Lynne: For a while now the urge to write poetry has been growing in me. The words push me, threaten me with their whisperings until I give in ungraciously, knowing that this means work and struggle and disappointment. For words are a bitter master always finding new ways, better ways to combine, always needing another rewrite or a toss into the nearest waste basket or at really bad times the furious tines of a paper shredder. But there it is, I’ve begun.
I went back to the Four Line quatrains I was doing in 2012 because I found that the structure and brevity of these poems keep me safely enclosed within their boundaries yet let me wander anywhere I want in terms of meanings, sounds and typographies.
I try to write one quatrain a day and within a reasonable amount of time I had five quatrains enough to catch me up with the days of the 2016 new year.

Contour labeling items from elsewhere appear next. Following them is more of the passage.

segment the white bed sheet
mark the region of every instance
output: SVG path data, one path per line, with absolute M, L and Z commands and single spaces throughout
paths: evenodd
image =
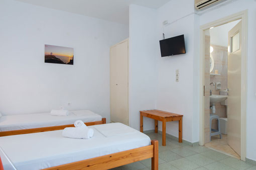
M 84 122 L 99 121 L 102 118 L 101 116 L 88 110 L 70 112 L 67 116 L 52 116 L 50 112 L 2 116 L 0 118 L 0 132 L 70 124 L 77 120 Z M 75 114 L 76 112 L 81 112 L 84 115 Z
M 127 126 L 103 126 L 113 124 Z M 90 126 L 94 134 L 89 140 L 64 138 L 61 130 L 0 137 L 0 146 L 17 170 L 38 170 L 151 144 L 150 138 L 138 130 L 107 138 L 97 126 Z

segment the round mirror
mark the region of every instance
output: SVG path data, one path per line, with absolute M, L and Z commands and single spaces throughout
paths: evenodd
M 214 60 L 211 54 L 210 55 L 210 72 L 212 72 L 214 67 Z

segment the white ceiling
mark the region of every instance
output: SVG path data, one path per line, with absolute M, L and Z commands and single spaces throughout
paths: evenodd
M 17 0 L 121 24 L 129 22 L 129 5 L 157 8 L 171 0 Z

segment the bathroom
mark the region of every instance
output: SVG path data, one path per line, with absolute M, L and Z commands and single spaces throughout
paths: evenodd
M 205 146 L 238 159 L 240 24 L 235 20 L 205 32 L 204 76 Z

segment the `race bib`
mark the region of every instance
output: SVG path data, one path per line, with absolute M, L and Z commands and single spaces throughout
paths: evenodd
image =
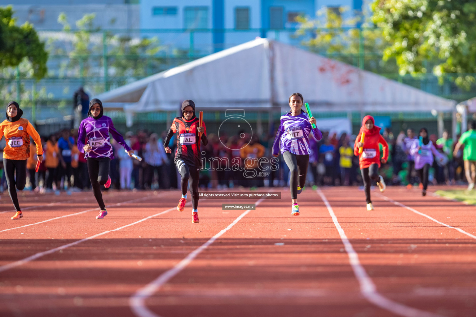
M 23 138 L 21 136 L 12 136 L 8 139 L 10 147 L 20 147 L 23 145 Z
M 70 156 L 71 150 L 63 150 L 61 151 L 61 154 L 63 156 Z
M 180 143 L 183 145 L 188 145 L 197 143 L 195 133 L 182 133 L 178 137 Z
M 106 139 L 102 137 L 93 137 L 89 139 L 88 142 L 92 147 L 101 147 L 106 144 Z
M 420 155 L 422 155 L 422 156 L 429 156 L 430 154 L 431 154 L 431 151 L 430 151 L 429 150 L 425 150 L 424 149 L 422 149 L 421 153 L 420 154 Z
M 366 158 L 373 158 L 377 156 L 377 150 L 375 149 L 364 149 L 362 157 Z
M 304 137 L 304 134 L 302 132 L 302 129 L 298 126 L 294 126 L 290 128 L 287 131 L 288 133 L 288 138 L 289 140 L 297 140 L 302 139 Z

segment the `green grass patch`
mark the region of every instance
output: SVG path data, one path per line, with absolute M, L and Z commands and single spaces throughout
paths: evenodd
M 435 193 L 460 202 L 465 202 L 472 205 L 476 205 L 476 192 L 468 192 L 465 190 L 453 191 L 436 191 Z

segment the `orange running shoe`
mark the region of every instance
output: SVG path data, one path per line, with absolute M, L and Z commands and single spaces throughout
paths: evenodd
M 177 205 L 177 210 L 179 211 L 183 211 L 183 210 L 185 208 L 186 202 L 187 202 L 187 199 L 185 198 L 180 198 L 180 201 L 178 202 L 178 204 Z
M 23 218 L 23 214 L 21 212 L 21 211 L 17 211 L 17 213 L 15 214 L 15 215 L 11 217 L 12 220 L 18 220 L 20 218 Z
M 200 222 L 198 220 L 198 213 L 192 212 L 192 223 L 198 223 Z

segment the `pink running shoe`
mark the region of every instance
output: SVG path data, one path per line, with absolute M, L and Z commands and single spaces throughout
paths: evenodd
M 179 211 L 183 211 L 183 210 L 185 209 L 186 202 L 187 202 L 187 199 L 185 198 L 180 198 L 180 201 L 178 202 L 178 204 L 177 205 L 177 210 Z
M 108 214 L 108 212 L 106 211 L 106 210 L 101 210 L 99 212 L 99 214 L 96 216 L 96 219 L 102 219 L 104 218 L 106 215 Z
M 111 185 L 111 178 L 109 177 L 109 175 L 108 175 L 108 181 L 106 182 L 105 184 L 104 184 L 104 187 L 106 187 L 106 188 L 109 188 L 109 186 L 110 186 L 110 185 Z
M 192 223 L 198 223 L 200 222 L 198 220 L 198 213 L 192 212 Z

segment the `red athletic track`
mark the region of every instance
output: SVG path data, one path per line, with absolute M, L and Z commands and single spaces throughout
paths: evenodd
M 369 212 L 357 187 L 322 190 L 382 295 L 443 316 L 476 316 L 476 240 L 386 201 L 375 191 L 375 210 Z M 474 206 L 422 197 L 419 190 L 403 187 L 388 187 L 384 194 L 476 232 Z M 92 192 L 20 197 L 24 217 L 13 221 L 13 211 L 0 213 L 0 230 L 97 206 Z M 107 205 L 137 200 L 109 207 L 102 220 L 95 219 L 96 209 L 0 232 L 1 267 L 174 209 L 0 272 L 0 316 L 134 316 L 131 296 L 244 211 L 223 211 L 221 204 L 228 202 L 202 200 L 201 222 L 192 224 L 189 203 L 185 211 L 175 209 L 179 198 L 178 191 L 109 191 L 104 193 Z M 147 299 L 147 307 L 163 317 L 397 316 L 360 293 L 316 191 L 307 188 L 299 195 L 298 217 L 290 215 L 290 200 L 289 190 L 282 190 L 281 200 L 263 201 Z M 0 212 L 12 209 L 2 195 Z

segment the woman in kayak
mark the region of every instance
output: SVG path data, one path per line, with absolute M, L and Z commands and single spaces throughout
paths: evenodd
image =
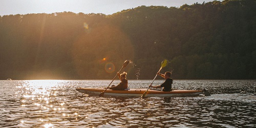
M 109 88 L 110 90 L 124 90 L 128 88 L 128 80 L 126 79 L 127 73 L 123 72 L 123 73 L 119 74 L 117 73 L 118 77 L 119 78 L 121 82 L 120 82 L 117 86 L 112 85 L 111 87 Z
M 170 78 L 171 73 L 170 72 L 166 72 L 164 74 L 163 74 L 160 73 L 159 72 L 158 72 L 157 74 L 163 77 L 165 79 L 165 81 L 164 81 L 164 82 L 163 82 L 160 86 L 153 86 L 152 85 L 150 85 L 150 87 L 156 88 L 161 88 L 164 87 L 164 89 L 162 90 L 163 91 L 172 91 L 172 84 L 173 83 L 173 79 Z

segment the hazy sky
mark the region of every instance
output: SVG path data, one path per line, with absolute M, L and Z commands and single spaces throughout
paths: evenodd
M 214 0 L 0 0 L 0 15 L 64 11 L 112 14 L 142 5 L 176 7 Z

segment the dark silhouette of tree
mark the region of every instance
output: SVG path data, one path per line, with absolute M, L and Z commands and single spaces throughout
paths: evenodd
M 255 15 L 254 0 L 4 15 L 0 79 L 112 79 L 126 59 L 152 79 L 164 59 L 175 79 L 255 79 Z

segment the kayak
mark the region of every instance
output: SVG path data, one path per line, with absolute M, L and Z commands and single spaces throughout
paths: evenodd
M 105 90 L 103 88 L 77 88 L 76 90 L 82 93 L 89 95 L 99 95 Z M 117 96 L 117 97 L 141 97 L 143 93 L 146 91 L 144 89 L 131 89 L 127 90 L 106 90 L 104 96 Z M 196 96 L 203 94 L 202 90 L 173 90 L 171 92 L 163 92 L 156 90 L 148 90 L 145 97 L 187 97 Z

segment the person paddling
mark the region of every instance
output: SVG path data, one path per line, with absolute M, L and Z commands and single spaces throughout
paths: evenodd
M 126 79 L 127 73 L 123 72 L 119 74 L 117 73 L 118 77 L 121 82 L 117 86 L 112 85 L 111 87 L 108 87 L 107 89 L 114 90 L 124 90 L 128 88 L 128 80 Z
M 162 90 L 163 91 L 172 91 L 172 84 L 173 83 L 173 79 L 170 78 L 171 74 L 172 73 L 170 72 L 166 72 L 164 74 L 161 74 L 159 72 L 158 72 L 157 74 L 163 77 L 165 79 L 165 81 L 161 85 L 153 86 L 151 84 L 150 85 L 150 87 L 155 88 L 161 88 L 164 87 L 164 89 Z

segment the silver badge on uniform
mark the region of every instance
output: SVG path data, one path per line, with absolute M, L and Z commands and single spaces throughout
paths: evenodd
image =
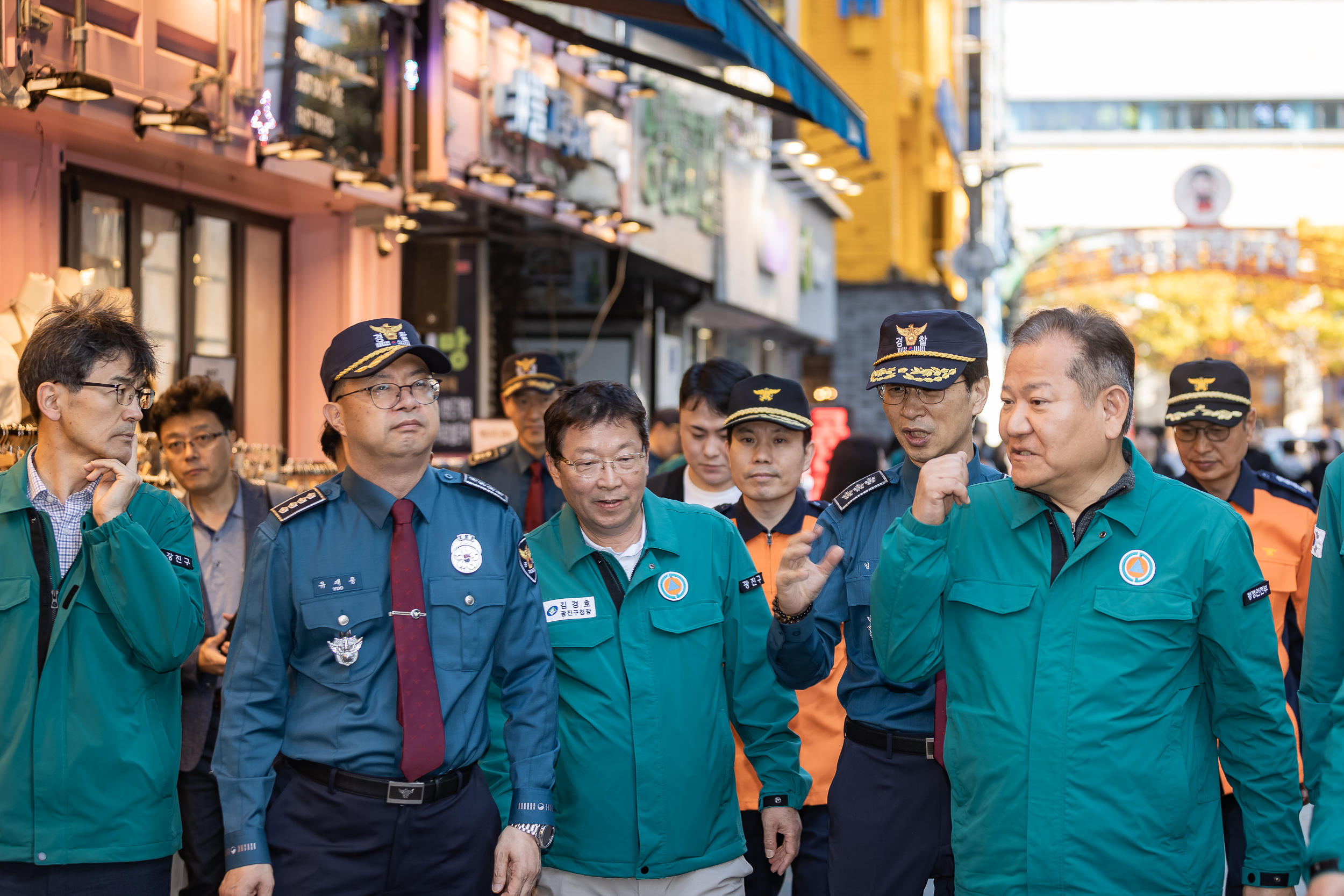
M 476 572 L 481 568 L 481 543 L 474 535 L 465 532 L 453 539 L 448 555 L 453 557 L 453 568 L 458 572 Z
M 327 646 L 336 654 L 336 662 L 352 666 L 359 660 L 359 649 L 364 646 L 364 639 L 356 638 L 351 631 L 344 631 L 335 641 L 328 641 Z

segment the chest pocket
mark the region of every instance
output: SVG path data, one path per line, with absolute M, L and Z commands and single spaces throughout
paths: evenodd
M 1195 618 L 1195 598 L 1180 591 L 1145 587 L 1099 587 L 1093 607 L 1125 622 Z
M 345 625 L 340 622 L 341 617 L 347 618 Z M 379 631 L 378 621 L 387 618 L 380 591 L 363 588 L 310 598 L 298 604 L 298 618 L 304 623 L 306 637 L 296 633 L 297 643 L 289 660 L 294 669 L 314 681 L 345 684 L 366 678 L 378 668 L 372 660 L 378 652 L 374 641 L 383 635 L 375 633 Z M 390 629 L 391 626 L 386 637 L 391 637 Z M 359 658 L 351 666 L 340 665 L 328 646 L 328 642 L 343 631 L 352 631 L 356 637 L 364 638 Z
M 866 607 L 872 603 L 868 596 L 868 586 L 872 584 L 872 574 L 878 571 L 878 557 L 855 560 L 844 576 L 844 599 L 851 607 Z
M 957 579 L 948 599 L 966 603 L 991 613 L 1008 614 L 1025 610 L 1036 595 L 1034 584 L 1013 584 L 992 579 Z
M 485 666 L 504 619 L 504 576 L 439 576 L 429 580 L 429 638 L 434 665 L 450 672 Z

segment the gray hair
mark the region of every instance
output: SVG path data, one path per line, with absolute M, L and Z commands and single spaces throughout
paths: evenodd
M 159 361 L 149 334 L 126 316 L 114 290 L 85 293 L 69 302 L 56 302 L 38 321 L 19 359 L 19 391 L 38 412 L 38 387 L 60 383 L 73 392 L 103 361 L 125 355 L 130 369 L 153 380 Z
M 1134 344 L 1106 312 L 1087 305 L 1042 308 L 1012 333 L 1012 348 L 1035 345 L 1050 336 L 1073 340 L 1078 353 L 1068 363 L 1068 379 L 1078 383 L 1083 399 L 1095 402 L 1103 390 L 1120 386 L 1129 396 L 1125 431 L 1134 419 Z

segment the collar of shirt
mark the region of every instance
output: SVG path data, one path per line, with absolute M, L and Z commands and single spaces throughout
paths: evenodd
M 434 498 L 438 494 L 438 477 L 434 473 L 434 467 L 426 466 L 419 482 L 406 496 L 426 520 L 434 517 Z M 341 473 L 340 485 L 349 494 L 349 500 L 355 502 L 355 506 L 368 517 L 368 521 L 379 529 L 383 528 L 391 517 L 392 504 L 396 502 L 391 492 L 374 485 L 356 473 L 352 466 L 347 466 L 345 472 Z
M 648 520 L 640 520 L 640 540 L 628 547 L 626 549 L 621 551 L 620 553 L 617 553 L 612 548 L 603 548 L 601 544 L 587 537 L 587 532 L 583 531 L 582 524 L 579 525 L 579 535 L 583 536 L 583 544 L 589 545 L 594 551 L 606 551 L 607 553 L 614 556 L 618 562 L 621 562 L 621 566 L 624 567 L 626 560 L 632 559 L 638 560 L 640 555 L 644 553 L 644 541 L 649 536 L 649 527 L 648 527 Z M 626 578 L 629 578 L 629 572 L 626 572 Z
M 233 476 L 238 477 L 237 473 L 234 473 Z M 226 525 L 228 525 L 228 520 L 231 517 L 238 517 L 239 520 L 243 517 L 242 477 L 238 477 L 238 480 L 239 480 L 239 486 L 238 486 L 238 493 L 234 496 L 234 505 L 231 508 L 228 508 L 228 514 L 224 517 L 224 521 L 219 524 L 220 529 L 224 528 Z M 190 493 L 187 494 L 187 497 L 183 501 L 187 505 L 187 510 L 191 512 L 191 521 L 195 525 L 199 525 L 200 528 L 203 528 L 206 532 L 210 532 L 211 535 L 214 535 L 216 532 L 216 529 L 211 529 L 208 525 L 204 524 L 204 521 L 202 521 L 202 519 L 199 516 L 196 516 L 196 508 L 194 508 L 192 504 L 191 504 L 191 494 Z
M 774 524 L 773 529 L 767 529 L 761 523 L 751 516 L 751 510 L 747 509 L 746 498 L 738 498 L 737 505 L 732 508 L 732 516 L 738 521 L 738 532 L 742 535 L 743 541 L 750 541 L 762 532 L 769 532 L 771 535 L 796 535 L 798 529 L 802 528 L 802 520 L 808 516 L 808 496 L 802 489 L 796 489 L 793 492 L 793 505 L 789 512 L 784 514 L 784 519 Z
M 1227 496 L 1227 500 L 1247 513 L 1255 513 L 1255 470 L 1246 462 L 1246 458 L 1242 458 L 1242 470 L 1236 474 L 1236 485 L 1232 486 L 1232 493 Z M 1189 470 L 1181 473 L 1179 481 L 1200 492 L 1207 490 L 1199 484 L 1199 480 L 1189 474 Z
M 44 504 L 55 504 L 56 506 L 65 509 L 71 501 L 75 501 L 75 506 L 83 505 L 85 509 L 93 506 L 93 490 L 98 485 L 97 482 L 90 482 L 85 488 L 74 492 L 63 502 L 56 498 L 55 494 L 47 489 L 47 484 L 42 481 L 38 476 L 38 465 L 34 462 L 32 455 L 36 454 L 36 447 L 28 451 L 28 500 L 36 505 L 38 501 Z M 82 516 L 82 514 L 81 514 Z

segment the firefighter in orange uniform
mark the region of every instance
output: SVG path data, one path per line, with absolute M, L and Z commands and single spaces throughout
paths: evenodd
M 1250 380 L 1231 361 L 1206 357 L 1177 364 L 1171 376 L 1167 424 L 1176 434 L 1176 450 L 1185 465 L 1180 481 L 1231 504 L 1251 529 L 1255 559 L 1269 582 L 1278 661 L 1292 708 L 1289 717 L 1297 727 L 1301 625 L 1306 619 L 1306 588 L 1312 574 L 1316 498 L 1300 485 L 1267 470 L 1253 470 L 1246 463 L 1246 447 L 1255 433 L 1255 408 L 1251 407 Z M 1301 767 L 1298 756 L 1298 774 Z M 1246 836 L 1241 806 L 1226 776 L 1223 841 L 1228 869 L 1226 896 L 1241 896 Z
M 728 399 L 728 467 L 742 497 L 716 509 L 738 525 L 755 562 L 757 579 L 766 602 L 774 600 L 774 574 L 789 536 L 812 531 L 827 508 L 809 501 L 798 488 L 802 472 L 812 465 L 812 419 L 802 387 L 780 376 L 762 373 L 732 387 Z M 794 896 L 827 895 L 829 818 L 827 793 L 844 743 L 844 708 L 836 686 L 844 674 L 844 643 L 836 645 L 835 664 L 823 681 L 797 692 L 798 715 L 790 723 L 802 739 L 801 764 L 812 775 L 812 790 L 801 809 L 802 844 L 793 861 Z M 738 807 L 747 837 L 746 896 L 775 896 L 784 877 L 770 873 L 762 846 L 761 813 L 757 810 L 761 780 L 742 752 L 737 755 Z

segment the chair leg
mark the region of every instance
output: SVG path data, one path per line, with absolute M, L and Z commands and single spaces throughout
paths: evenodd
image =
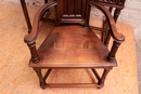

What I wondered as I reread the nearly unpunctuated quatrains was how much understanding I was expecting from someone who doesn’t know why or how the words march beneath my fingertips because they do march, not in rows or columns, but in all different directions each to their own beat doing as many things as it is possible to make them do while staying within the formal boundaries set by my quatrains. Sometimes I even find my subconscious glaring at me for parting the curtains it hides behind for it’s naked and mostly unlovely.
I can describe how I am building the quatrains. Taken directly from Wikipedia: ‘A quatrain is a type of stanza, or a complete poem, consisting of four lines.’ Most of the quatrains I write are complete poems on their own, but I overlap their meaning from day to day by using the last line of the previous day’s poem for the first line of the next day’s poem. This repetition is known as chain verse and I use it to give me the push I need to start the verse for the next day. If you’re interested in more details here is a link that explains pretty well.
Next I have opted to use an envelope rhyme where the first and fourth lines rhyme and the second and third lines rhyme thus enclosing the middle two lines within the outer two lines. This shape, generally written in poetry jargon as ABBA, sort of resembles an envelope wherein the external lines contain the internal lines,.
For even more structure I limit the lines to eight syllables. Eight syllables keeps the lines sparse and clean because it doesn’t allow you to use too many prepositions ( ‘on’, ‘in’, ‘of’ …) or articles of speech ( ‘a’ and ‘the’) unless they are actually imparting meaning. This also keeps me from using multi-syllabled words which are fun for their internal rhyme but lead to rhymes like ‘conclusion’, ‘delusion’, ‘contribution’,’revolution’ … or one I particularly abuse, ‘ing’ words, ‘loving’, ‘giving’, ‘meaning’, ‘distressing’, ‘specializing’. You can see how any type of word can rhyme even though it’s root has no rhyme or even close rhyme between them. They are a sort of cheat for lazy or harassed poets. I don’t always avoid this but when I find too many syllables or a sing-song rhythm I look for repeating suffixes.
Those are mostly the restrictions I work within. I find that boundaries make it easier for me to start and finish. Plus every now and then something breaks the rules that is just too good not to use. These gems only come when those boundaries are in place and I love it when I find one of them.
In January of 2012 I explained these boundaries in verse:
I want to do a three six five
and start on january one
a poem complete neatly done
an envelope rhyme come alive
An envelope rhyme comes alive,
when the lines have eight syllables.
With strict straightforward simple rules,
lines two, three, one and four must rhyme.
That lines two, three, one and four rhyme,
seems strange and rather more like prose.
The constraints keep the meter close,
let meaning float beneath the lines.